Newborns are tough. That’s what everybody says. But everybody can handle some “tough”, right? Having spent the first week with my little girl, my honest thought is that “tough” simply lacks the punch when communicating what a new dad or mom has to face. Had you said “torment“, I would have had a much better mental preparation. Fair enough, I won’t personally describe this experience as torment either, but a penny for your thought, Reuters made a big reveal in 2008 on how Guantanamo subjected one of its prisoners to various tortures including sleep deprivation by moving him “from one cell to another … on average every two hours and 50 minutes but with more frequent moves at night…”. Two hours and 50 minutes, you say…
Sure, one year down the road, I can probably look back and scorn at the feeble-mindedness of my former self.
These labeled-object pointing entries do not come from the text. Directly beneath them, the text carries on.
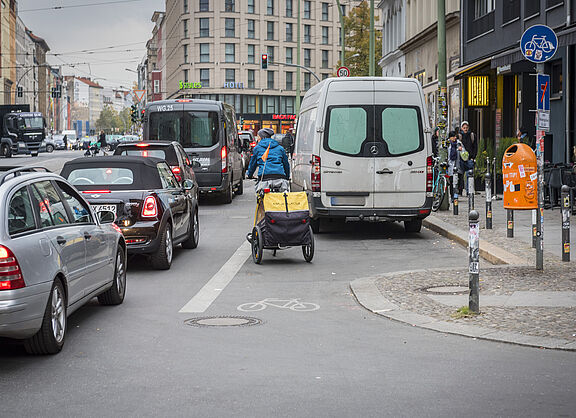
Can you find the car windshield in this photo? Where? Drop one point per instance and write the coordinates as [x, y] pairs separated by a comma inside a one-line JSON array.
[[192, 129]]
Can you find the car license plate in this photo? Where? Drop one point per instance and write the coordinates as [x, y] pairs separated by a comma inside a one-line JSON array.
[[105, 208]]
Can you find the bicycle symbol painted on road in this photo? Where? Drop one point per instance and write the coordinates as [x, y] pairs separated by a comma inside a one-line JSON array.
[[292, 304]]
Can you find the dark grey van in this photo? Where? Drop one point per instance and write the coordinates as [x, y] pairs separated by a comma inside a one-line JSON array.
[[207, 131]]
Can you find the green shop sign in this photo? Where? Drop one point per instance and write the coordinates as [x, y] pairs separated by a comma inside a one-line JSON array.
[[183, 85]]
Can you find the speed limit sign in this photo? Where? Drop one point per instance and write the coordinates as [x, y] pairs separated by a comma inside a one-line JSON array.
[[343, 72]]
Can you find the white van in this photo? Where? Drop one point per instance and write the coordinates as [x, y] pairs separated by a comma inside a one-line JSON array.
[[363, 151]]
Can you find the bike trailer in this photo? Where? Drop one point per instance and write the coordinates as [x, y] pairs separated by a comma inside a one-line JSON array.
[[284, 219]]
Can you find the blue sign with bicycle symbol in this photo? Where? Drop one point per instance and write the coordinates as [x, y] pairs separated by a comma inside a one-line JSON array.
[[538, 43]]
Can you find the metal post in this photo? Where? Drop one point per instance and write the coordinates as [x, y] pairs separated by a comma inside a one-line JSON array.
[[473, 262], [470, 189], [488, 180], [566, 223], [510, 223]]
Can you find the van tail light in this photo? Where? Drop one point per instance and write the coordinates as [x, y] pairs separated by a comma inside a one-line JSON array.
[[224, 155], [10, 272], [150, 208], [429, 176], [177, 173], [315, 175]]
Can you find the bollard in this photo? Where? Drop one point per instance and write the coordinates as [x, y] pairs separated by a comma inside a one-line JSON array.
[[565, 223], [534, 228], [474, 262], [470, 189], [510, 223], [455, 189], [488, 180]]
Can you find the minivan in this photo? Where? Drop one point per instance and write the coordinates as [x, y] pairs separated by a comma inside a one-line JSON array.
[[207, 131], [363, 151]]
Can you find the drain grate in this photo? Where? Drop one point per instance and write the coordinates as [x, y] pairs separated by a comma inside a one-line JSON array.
[[223, 321]]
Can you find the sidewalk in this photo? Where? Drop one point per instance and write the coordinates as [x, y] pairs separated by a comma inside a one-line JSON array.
[[518, 304]]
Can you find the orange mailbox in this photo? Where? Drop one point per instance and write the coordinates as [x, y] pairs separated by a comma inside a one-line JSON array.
[[520, 177]]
I will have a much better perspective on any past and temporary anguish which simply could not outshine the joy of fatherhood or what mothers have to go through. But that’s the problem, isn’t it? In the heat of the moment, that perspective hardly helps. All I had was the feeling akin to falling off a balcony while sleepwalking, every two hours and 50 minutes. I couldn’t logically comprehend how long that would last or whether things would even improve afterward. For all I knew, that right there would be the next year and a half of my life.
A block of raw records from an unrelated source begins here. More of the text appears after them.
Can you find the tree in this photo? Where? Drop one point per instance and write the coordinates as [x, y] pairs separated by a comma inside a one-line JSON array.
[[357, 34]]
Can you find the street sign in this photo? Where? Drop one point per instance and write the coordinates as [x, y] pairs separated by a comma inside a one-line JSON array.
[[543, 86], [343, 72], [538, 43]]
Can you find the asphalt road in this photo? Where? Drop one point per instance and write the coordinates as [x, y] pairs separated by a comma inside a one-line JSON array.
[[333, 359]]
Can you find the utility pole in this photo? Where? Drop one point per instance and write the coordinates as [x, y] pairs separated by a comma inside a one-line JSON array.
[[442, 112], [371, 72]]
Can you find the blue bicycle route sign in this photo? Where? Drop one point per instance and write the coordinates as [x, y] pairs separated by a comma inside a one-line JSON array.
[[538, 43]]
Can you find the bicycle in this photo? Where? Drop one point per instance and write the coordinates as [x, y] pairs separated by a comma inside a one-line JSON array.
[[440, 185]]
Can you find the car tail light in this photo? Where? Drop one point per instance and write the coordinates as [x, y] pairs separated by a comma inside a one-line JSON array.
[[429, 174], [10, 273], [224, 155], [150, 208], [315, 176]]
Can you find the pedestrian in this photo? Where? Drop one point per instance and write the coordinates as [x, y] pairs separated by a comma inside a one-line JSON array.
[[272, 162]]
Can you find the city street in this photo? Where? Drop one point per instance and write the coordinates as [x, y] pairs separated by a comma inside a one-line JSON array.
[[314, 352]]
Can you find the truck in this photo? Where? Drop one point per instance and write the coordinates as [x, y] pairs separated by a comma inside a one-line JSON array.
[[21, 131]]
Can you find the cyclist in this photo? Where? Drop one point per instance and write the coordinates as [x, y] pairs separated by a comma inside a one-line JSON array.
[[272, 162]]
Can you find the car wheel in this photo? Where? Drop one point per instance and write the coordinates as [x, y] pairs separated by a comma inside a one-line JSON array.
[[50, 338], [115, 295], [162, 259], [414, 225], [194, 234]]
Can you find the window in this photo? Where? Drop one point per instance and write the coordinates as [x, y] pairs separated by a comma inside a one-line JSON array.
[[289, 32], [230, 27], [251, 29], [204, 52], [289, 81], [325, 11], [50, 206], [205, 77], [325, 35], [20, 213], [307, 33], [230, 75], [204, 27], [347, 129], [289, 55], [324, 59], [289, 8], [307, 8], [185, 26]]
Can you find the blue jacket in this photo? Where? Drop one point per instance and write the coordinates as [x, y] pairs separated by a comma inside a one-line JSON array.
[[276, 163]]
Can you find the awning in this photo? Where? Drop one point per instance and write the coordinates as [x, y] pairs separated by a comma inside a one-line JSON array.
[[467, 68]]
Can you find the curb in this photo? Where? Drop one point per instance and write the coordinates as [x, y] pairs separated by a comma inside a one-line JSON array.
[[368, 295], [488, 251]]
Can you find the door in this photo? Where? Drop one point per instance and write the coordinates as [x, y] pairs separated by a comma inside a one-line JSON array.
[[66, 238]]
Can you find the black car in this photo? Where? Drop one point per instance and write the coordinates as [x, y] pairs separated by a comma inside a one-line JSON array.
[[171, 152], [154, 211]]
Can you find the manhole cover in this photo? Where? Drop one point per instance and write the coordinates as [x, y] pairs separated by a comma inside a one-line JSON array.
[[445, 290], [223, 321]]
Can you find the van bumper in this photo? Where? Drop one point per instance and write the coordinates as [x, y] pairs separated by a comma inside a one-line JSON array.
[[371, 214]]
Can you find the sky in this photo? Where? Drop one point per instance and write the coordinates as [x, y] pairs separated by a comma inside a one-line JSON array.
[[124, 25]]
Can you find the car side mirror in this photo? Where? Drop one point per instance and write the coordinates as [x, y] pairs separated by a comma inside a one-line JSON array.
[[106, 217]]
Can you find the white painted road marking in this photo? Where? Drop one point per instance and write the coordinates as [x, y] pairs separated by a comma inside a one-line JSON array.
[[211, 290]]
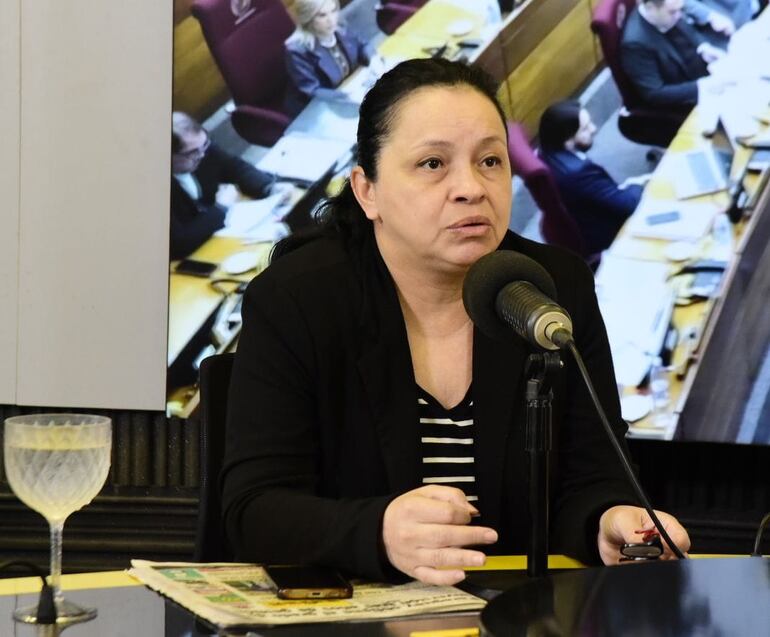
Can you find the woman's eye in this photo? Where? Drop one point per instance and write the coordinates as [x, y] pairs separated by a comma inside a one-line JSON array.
[[433, 163]]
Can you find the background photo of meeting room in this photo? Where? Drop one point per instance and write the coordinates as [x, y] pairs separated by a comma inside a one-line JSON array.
[[662, 201], [266, 97]]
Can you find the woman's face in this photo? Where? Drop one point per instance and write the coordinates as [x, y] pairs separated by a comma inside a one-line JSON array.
[[442, 198], [324, 23]]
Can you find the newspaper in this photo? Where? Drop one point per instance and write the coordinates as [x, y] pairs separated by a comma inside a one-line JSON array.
[[230, 595]]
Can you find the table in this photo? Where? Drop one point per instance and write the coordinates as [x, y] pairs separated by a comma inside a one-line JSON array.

“This too shall pass”, you say. Oh, I believe you, which is all the more reason why I want to document these raw and vulnerable moments before I cross that ethereal “Great Divide”, beyond which I might also qualify myself to discount or invalidate my own experience and say, “Pssh, hundreds of millions of people go through this every year. I don’t know why I made it a big deal.”
At this point, it should be clear that this isn’t an authoritative guide on mastering your new life as a dad. Quite the contrary, this is a landslide clash between the stone-cold reality and a wide-eyed new dad. No hindsight 20/20. No retrospective filtering. Just raw emotions and experience as they come. I would not mind at all if you are entertained at my expense as you read how I squirm through the crevices of new-dad-hood. Having said that, if any part of this journey brings a ray of hope or solace to any fellow new parents that are not from Navy Seal or Iron Man, my heart will be satisfied.